Thursday, February 11, 2021

Install PGBADGER on a remote server

 PGBADGER is an awesome tool: A fast, PostgreSQL log analysis report.

It works by analyzing PostgreSQL logs, and generating HTML reports that will give you a lot of information on query performance, locking queries, errors, connections, vacuums and pretty much everything you need to analyze a PostgreSQL server.

A (very) simplified PGBADGER installation goes something like this:

Simplified PGBADGER setup

I've seen PGBADGER installations update log analysis daily, hourly, every ten minutes, etc. I usually like to keep my log analyzer as updated as possible.

On small PostgreSQL installations, PGBADGER usually runs on the very same server the PostgreSQL is installed on. This is fine for most use cases.

However, if the PostgreSQL is a busy server (high load) this is not recommended. PGBADGER script, when dealing with huge log files, can be very demanding as expected. So, what I like in those cases is either:

a) Run just once a day, at times when the server is mostly idle (after midnight). This is not always possible, specially if PostgreSQL is serving an application that is run in different timezones.
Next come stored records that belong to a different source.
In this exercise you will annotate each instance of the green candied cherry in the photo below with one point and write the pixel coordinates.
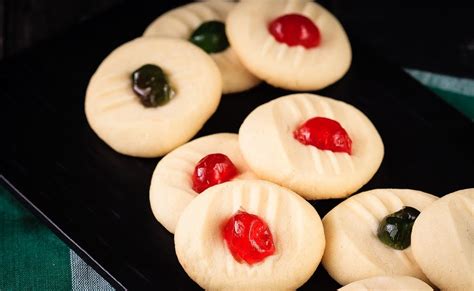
(210, 36)
(395, 229)
(151, 86)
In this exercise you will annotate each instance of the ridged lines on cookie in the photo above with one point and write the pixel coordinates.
(299, 108)
(204, 252)
(302, 108)
(117, 104)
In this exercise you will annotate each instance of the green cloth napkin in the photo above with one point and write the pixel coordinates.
(33, 258)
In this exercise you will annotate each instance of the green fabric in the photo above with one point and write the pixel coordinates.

b) Or, just send the logs periodically to a different server and do the log analysis there (my preferred way).

The installation will be something like this:

So, here is what I usually do (YMMV):

1. Configure PostgreSQL in SERVER A so it will write LOGs that PGBADGER will be able to process. In this example, I am going to rotate and ship PostgreSQL every ten minutes.

2. Install PGBADGER in SERVER B

Make sure there is enough storage to hold PostgreSQL history for at least 36 months. It is usually a good idea to keep history to reflect some possible software or application load changes over time. It saved the day for me more than you would think.
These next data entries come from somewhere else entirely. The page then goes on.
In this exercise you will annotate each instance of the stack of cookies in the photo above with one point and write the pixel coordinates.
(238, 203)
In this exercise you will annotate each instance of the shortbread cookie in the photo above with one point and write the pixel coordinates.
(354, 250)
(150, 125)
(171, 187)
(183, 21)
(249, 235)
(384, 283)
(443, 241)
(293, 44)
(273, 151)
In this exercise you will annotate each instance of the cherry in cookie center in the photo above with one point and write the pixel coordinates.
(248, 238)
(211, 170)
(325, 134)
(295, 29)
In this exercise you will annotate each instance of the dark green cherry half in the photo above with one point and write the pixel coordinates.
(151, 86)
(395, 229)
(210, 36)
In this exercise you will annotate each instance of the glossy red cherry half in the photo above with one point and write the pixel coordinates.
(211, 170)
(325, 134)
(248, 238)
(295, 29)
In my case (a mostly DEBIAN/APT based distribution guy) it is just:

# apt install pgbadger
These are the parameters I change in postgresql.conf file:
logging_collector = on
log_directory = '/var/log/postgresql'
log_filename = 'postgresql-%Y-%m-%d_%H%M%S.log'
log_rotation_age = 10min
log_min_duration_statement = 0
log_checkpoints = on
log_connections = on
log_disconnections = on
log_duration = on
log_line_prefix = '%t [%p]: user=%u,db=%d,app=%a,client=%h '
log_lock_waits = on
log_autovacuum_min_duration = 0

3. Configure ssh-key based authentication for ssh access from SERVER A to SERVER B

This is important: you don't have to, but it will make it easier for you if you use postgres user in SERVER A to do this because it already have access to the log files.

These are the steps you need:

3.1 SERVER A - Create a ssh-key for the postgres user.
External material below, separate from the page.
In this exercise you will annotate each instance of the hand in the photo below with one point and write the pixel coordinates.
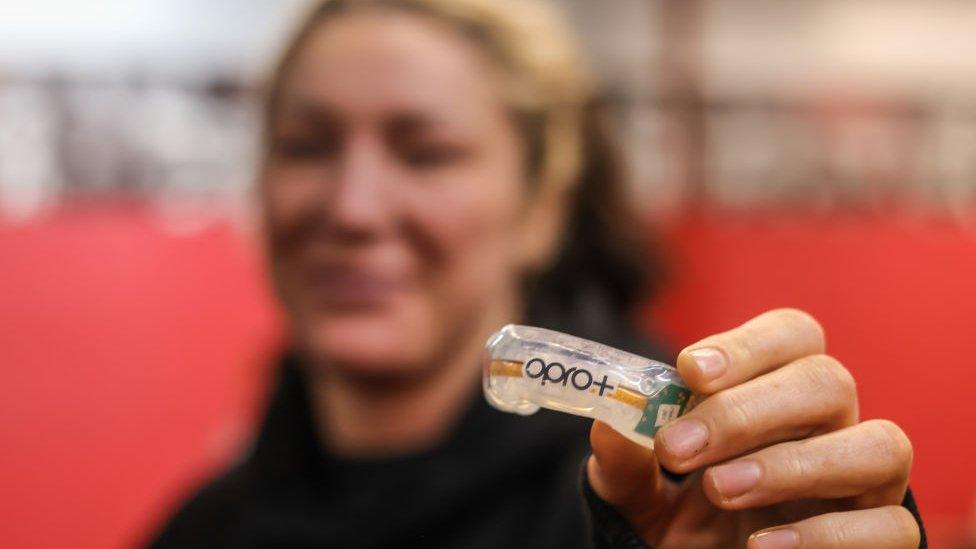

This will create two files. If you use the default values on a debian based system, the will be:
/var/lib/postgresql/.ssh/id_rsa
/var/lib/postgresql/.ssh/id_rsa.pub
3.2 SERVER B - Create the user that will own the log files and run the PGBADGER commands

Since the analyzed files reports will be HTML files, it will become very handy if this user has access to a directory that can be exposed through a WebServer (Apache, NGINX, IIS, or any other you use).

In this user's home, if it does not already exist, create this file:
/home/username/.ssh/authorized_keys
Two important things here:

a) /home/username is just an example here. Make sure you use the home directory for the created user.
b) this file, and the directory containing it MUST REVOKE ANY TYPE OF ACCESS to GROUP and OTHERs so make sure permissions are correct for it.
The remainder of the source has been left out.